(See previous posts on Calvin’s liturgies)
As our pastoral staff puts together our worship services, we seek to use creeds, hymns, prayers, readings, etc., that reinforce the message of the sermon. We typically use the Apostles Creed, the Nicene Creed, a biblical confession of sin, or questions from the Westminster Shorter Catechism. Thankfully, there are many fine creeds and catechisms from which to draw. Earlier this year, in our evening worship we used parts of the Heidelberg Catechism (1561), a creedal statement familiar to German and Dutch-speaking Reformed Christians.
It also occurred to us that Calvin might have a catechism that could be used similarly. Since early April in our evening services, we have been employing Calvin’s 1545 Catechism in our worship. Sure, some of the words may be new, but it is confirming to see yet another re-statement of the one faith held by the saints. This past Sunday evening, we used this part of Calvin’s catechism on the meaning of faith:
Pastor : Do we conceive faith of ourselves, or do we receive it from God?

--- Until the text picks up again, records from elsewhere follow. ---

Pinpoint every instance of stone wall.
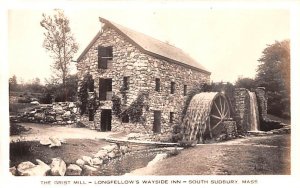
[77,27,209,137]
[233,88,251,132]
[255,87,268,120]
[11,102,78,125]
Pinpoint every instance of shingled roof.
[77,18,211,75]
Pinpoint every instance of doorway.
[100,109,111,132]
[153,110,161,133]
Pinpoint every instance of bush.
[9,140,31,156]
[179,140,195,148]
[167,148,180,157]
[9,123,29,136]
[260,119,283,131]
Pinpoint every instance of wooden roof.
[77,18,211,75]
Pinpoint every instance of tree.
[235,78,256,90]
[9,75,18,91]
[40,10,78,100]
[255,40,290,117]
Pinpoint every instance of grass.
[152,135,291,175]
[9,103,36,115]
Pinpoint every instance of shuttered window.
[98,46,113,69]
[155,78,160,92]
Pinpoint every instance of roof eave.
[99,17,211,75]
[77,30,102,62]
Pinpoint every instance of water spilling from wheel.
[249,91,259,131]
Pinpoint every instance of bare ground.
[9,123,124,166]
[130,135,290,175]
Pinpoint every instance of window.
[183,85,187,96]
[123,76,129,90]
[88,79,94,92]
[122,114,129,123]
[89,109,94,121]
[170,112,174,123]
[98,46,113,69]
[171,82,175,94]
[155,78,160,92]
[99,78,112,101]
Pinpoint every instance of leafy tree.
[255,40,290,117]
[40,10,78,101]
[9,75,18,91]
[235,78,256,90]
[43,75,77,103]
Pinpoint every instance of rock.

People : Scripture teaches that it is the special gift of God, and this experience confirms.
Pastor : What experience do you mean?
People : Our mind is too rude to be able to comprehend the spiritual wisdom of God which is revealed to us by faith, and our hearts are too prone; either to diffidence or to a perverse confidence in ourselves or creatures, to rest in God of their own accord. But the Holy Spirit by his illumination makes us capable of understanding those things which would otherwise far exceed our capacity, and forms us to a firm persuasion, by sealing the promises of salvation on our hearts.
Pastor : What good accrues to us from this faith, when we have once obtained it?
People : It justifies us before God, and this justification makes us the heirs of everlasting life.
On Easter night, we used other sections on the resurrection and refer our readers to see or use what we are, if ever helpful, from our bulletins posted here.
Calvin’s Catechism was designed to be used with young children—complete with leading questions—and it is a thorough summary of our faith. We hope you enjoy.